Nach der Vergewaltigung einer Velofahrerin in Emmen greift die Polizei zu einer aussergewöhnlichen Massnahme: 372 Männer werden im Kanton Luzern zu einem DNA-Test und zu einer Alibi-Abklärung aufgeboten.

Legende: Video Massen-DNA-Test nach Vergewaltigung abspielen. Laufzeit 02:13 Minuten.
Aus Schweiz aktuell vom 23.10.2015.

Das wichtigste in Kürze:

  • Täterbeschrieb des Opfers: 19- bis 25-jähriger Mann; Raucher; dunkles, gekraustes Haar
  • Mutmasslicher Täter hinterliess wohl DNA-Spur an Kleidern der Frau
  • Polizei bestellt 372 Männer zu DNA- und Alibi-Überprüfung ein
  • Opfer seit Überfall an Beinen und Armen gelähmt

Um einen ungeklärten Vergewaltigungsfall zu lösen, führen die Luzerner Strafverfolgungsbehörden ein Massenscreening durch. 372 Männer werden in den nächsten zwei Wochen auf ihre DNA und ihr Alibi überprüft. Das teilte die Staatsanwaltschaft mit.

Nach Vergewaltigung gelähmt

Am 21. Juli 2015 ist auf dem Dammweg in Emmen zu nächtlicher Stunde eine 26-jährige Frau von ihrem Velo gerissen und in einem nahen Wald vergewaltigt worden. Die Frau erlitt bei dem Überfall schwerste Verletzungen. Ihre Arme und Beine seien komplett gelähmt, teilte die Staatsanwaltschaft mit.

Die Ermittler konnten die schwerverletzte Frau erst im Oktober einvernehmen. Das Opfer konnte dabei den Täter beschreiben. Demnach ist dieser ein 19 bis 25 Jahre alter Raucher mit dunklem, gekraustem Haar. Weitere Erkenntnisse hätten bei der Befragung nicht gewonnen werden können, so die Staatsanwaltschaft.

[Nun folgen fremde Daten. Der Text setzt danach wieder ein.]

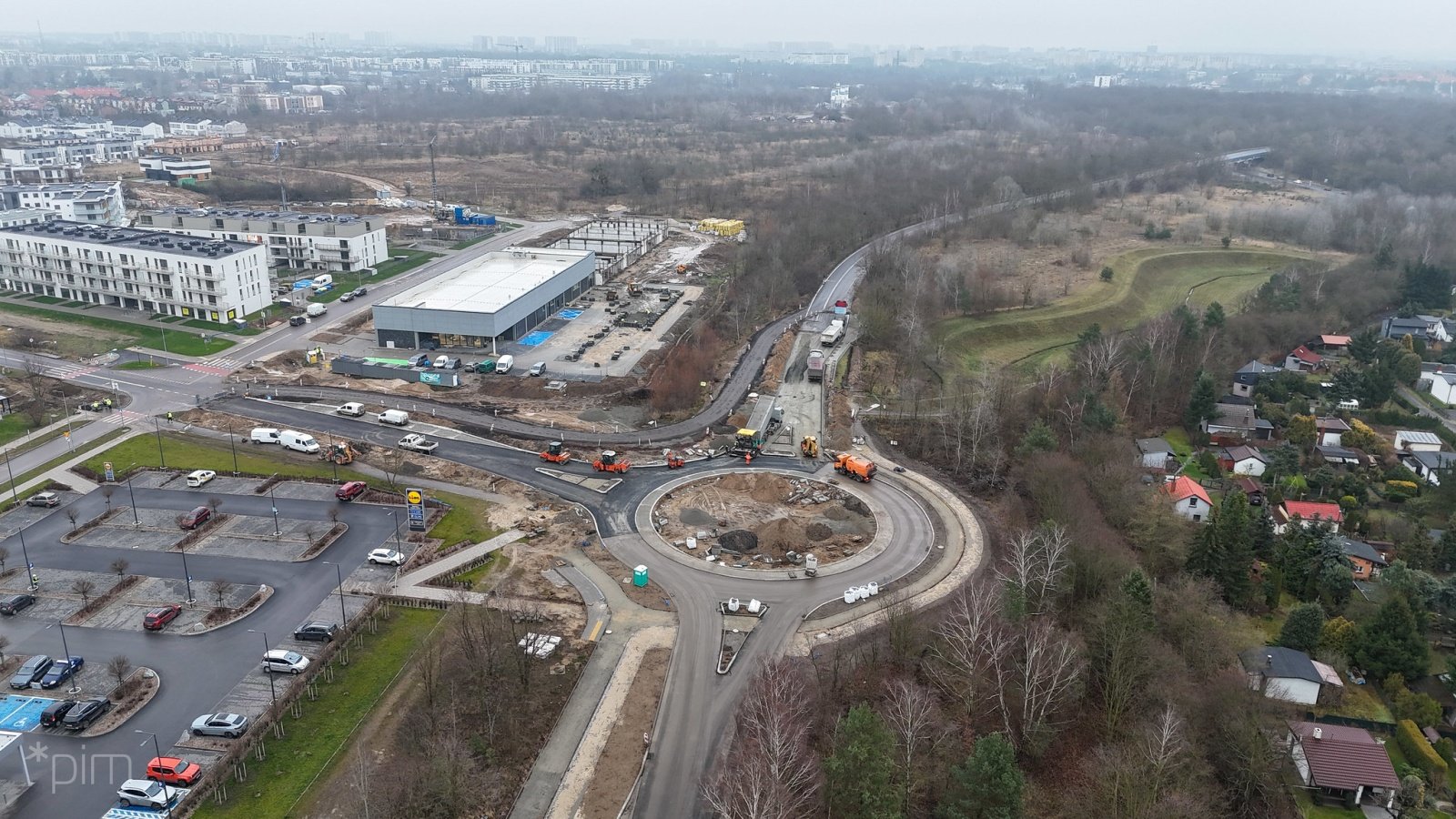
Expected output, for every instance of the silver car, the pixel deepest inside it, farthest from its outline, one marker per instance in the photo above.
(230, 726)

Beim Opfer hatte die Polizei auch eine Genspur sichergestellt, die dem Täter gehörten könnte – unter anderem an den Kleidern der Frau. «Wir haben eine DNA, aber keine Adresse dazu», sagte Simon Kopp, Sprecher der Staatsanwaltschaft.

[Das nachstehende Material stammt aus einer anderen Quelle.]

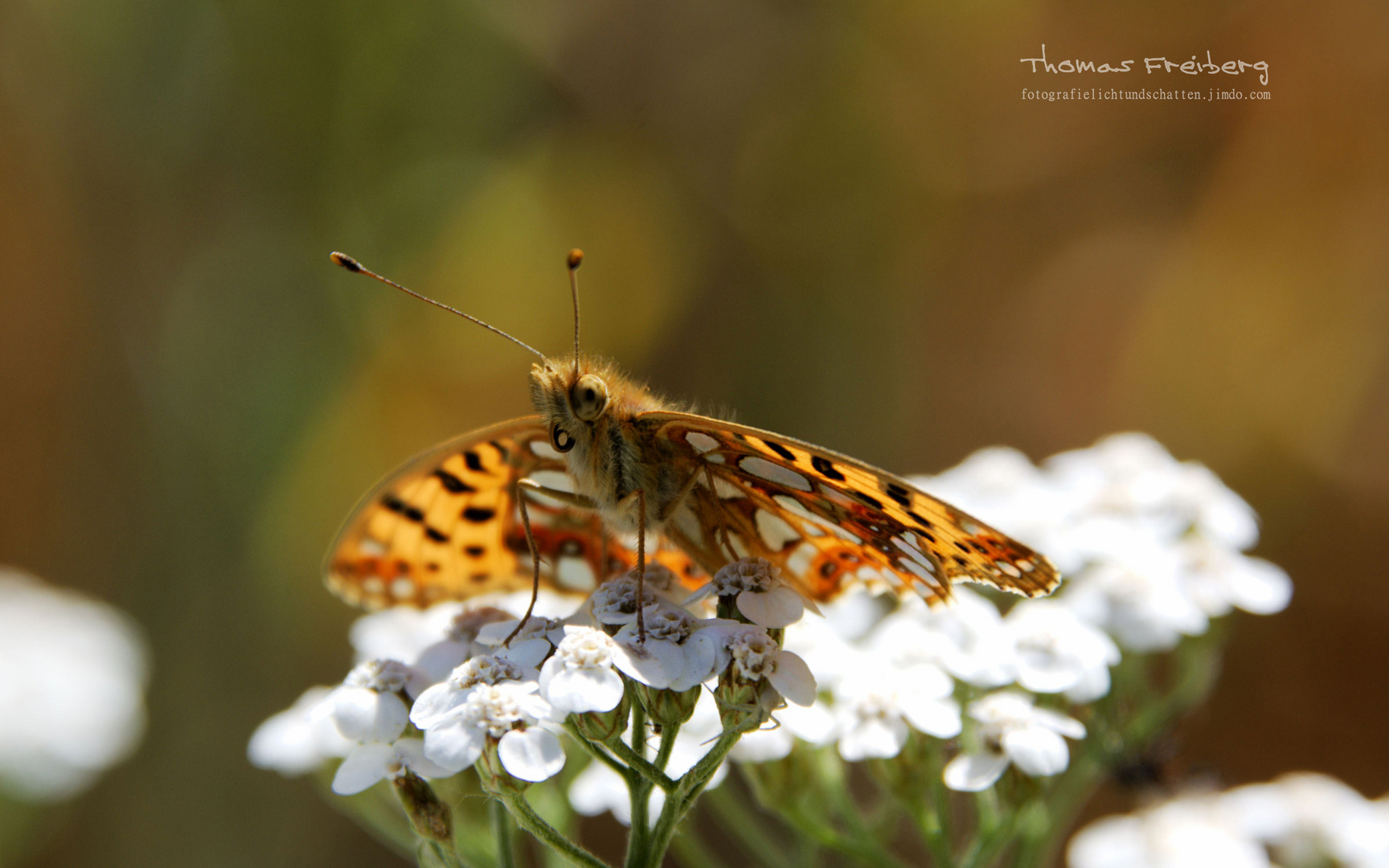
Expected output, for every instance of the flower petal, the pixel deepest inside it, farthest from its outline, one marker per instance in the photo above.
(776, 608)
(363, 767)
(531, 755)
(584, 689)
(367, 715)
(1036, 750)
(974, 772)
(793, 679)
(453, 745)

Männer mit Bezug zum Wohnort unter Verdacht

In aufwendiger Arbeit haben die Ermittler eine Liste von 372 Männern zusammengestellt. Auf sie soll das Signalement passen, zudem sollen sie bezüglich ihrem Wohnort oder Arbeitsweg einen direkten Bezug zum Tatort haben.

Zur Überprüfung wurde auf Fotos in offiziellen Dokumenten oder in den Sozialen Medien zurückgegriffen. Hausbesuche seien nicht gemacht worden, sagte Kopp. Auf der Liste habe es auch wegen diversen Delikten vorbestrafte Männer.

Betroffene erhalten Brief

Die 372 erhalten nächste Woche einen Brief von der Staatsanwaltschaft, wie Kopp ausführte. Dann haben sie 15 Tage Zeit, um zum Mundabstrich vorbeizukommen. Dabei wird auch ihr Alibi überprüft.

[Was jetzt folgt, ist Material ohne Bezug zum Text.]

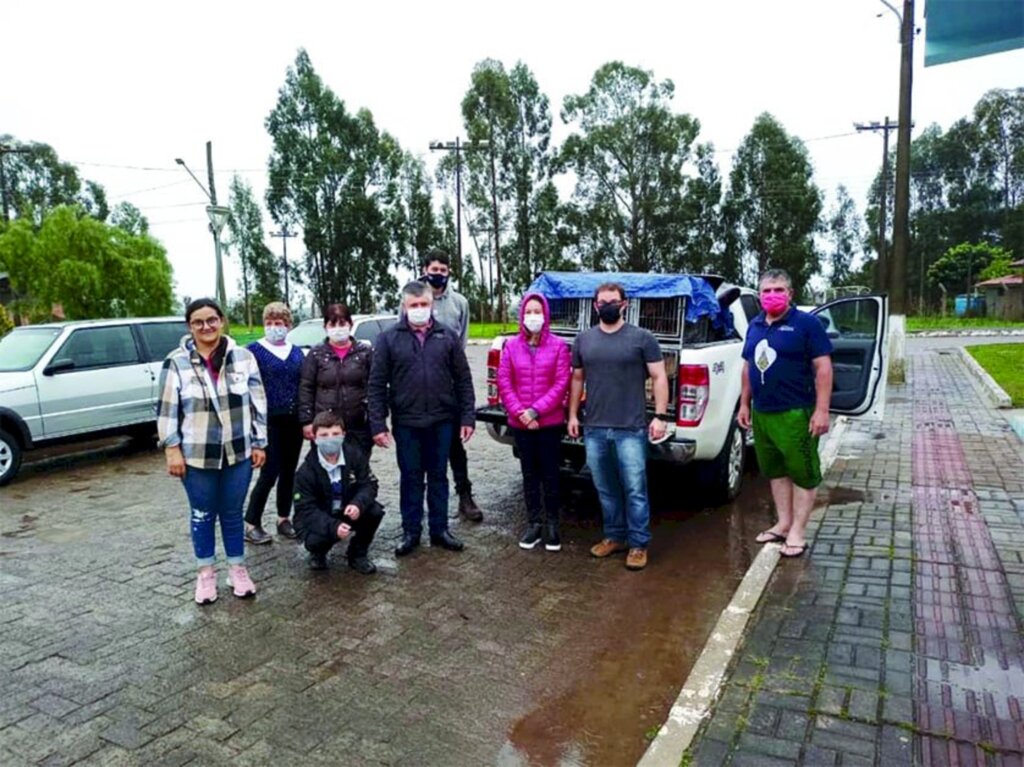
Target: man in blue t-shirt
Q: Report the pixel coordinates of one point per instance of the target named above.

Für diese Überprüfung wurde gemäss Kopp ein eigenes Büro eingerichtet, das auch am Wochenende offen ist. Die gewonnenen Daten werden laufend ausgewertet.

300 bisher erfasste Männer entlastet

Die Ermittlungsbehörde kann diese Arbeit mit den eigenen Leuten bewältigen. Der Aufwand sei riesig, sagt Kopp aber dennoch gerechtfertigt. Sämtliche Proben würden nach dem Abgleich mit dem Täterprofil wieder vernichtet.

Die Männer hätten auch das Recht die Probe zu verweigern. In diesem Fall würde das Gericht über die Beschwerde befinden.

Legende: Video Luzerner Staatsanwaltschaft zum Massenscreening abspielen. Laufzeit 01:16 Minuten.
Aus News-Clip vom 23.10.2015.

Massen-Gentests werden nur selten durchgeführt. Der erste und bislang einzige, der in der Schweiz durchgeführt worden war, führte nicht zum Täter. Nach der Tötung einer Psychoanalytikerin im Zürcher Seefeld waren vor vier Jahren 300 Männer zur DNA-Probe aufgeboten worden. Sie wurden alle entlastet.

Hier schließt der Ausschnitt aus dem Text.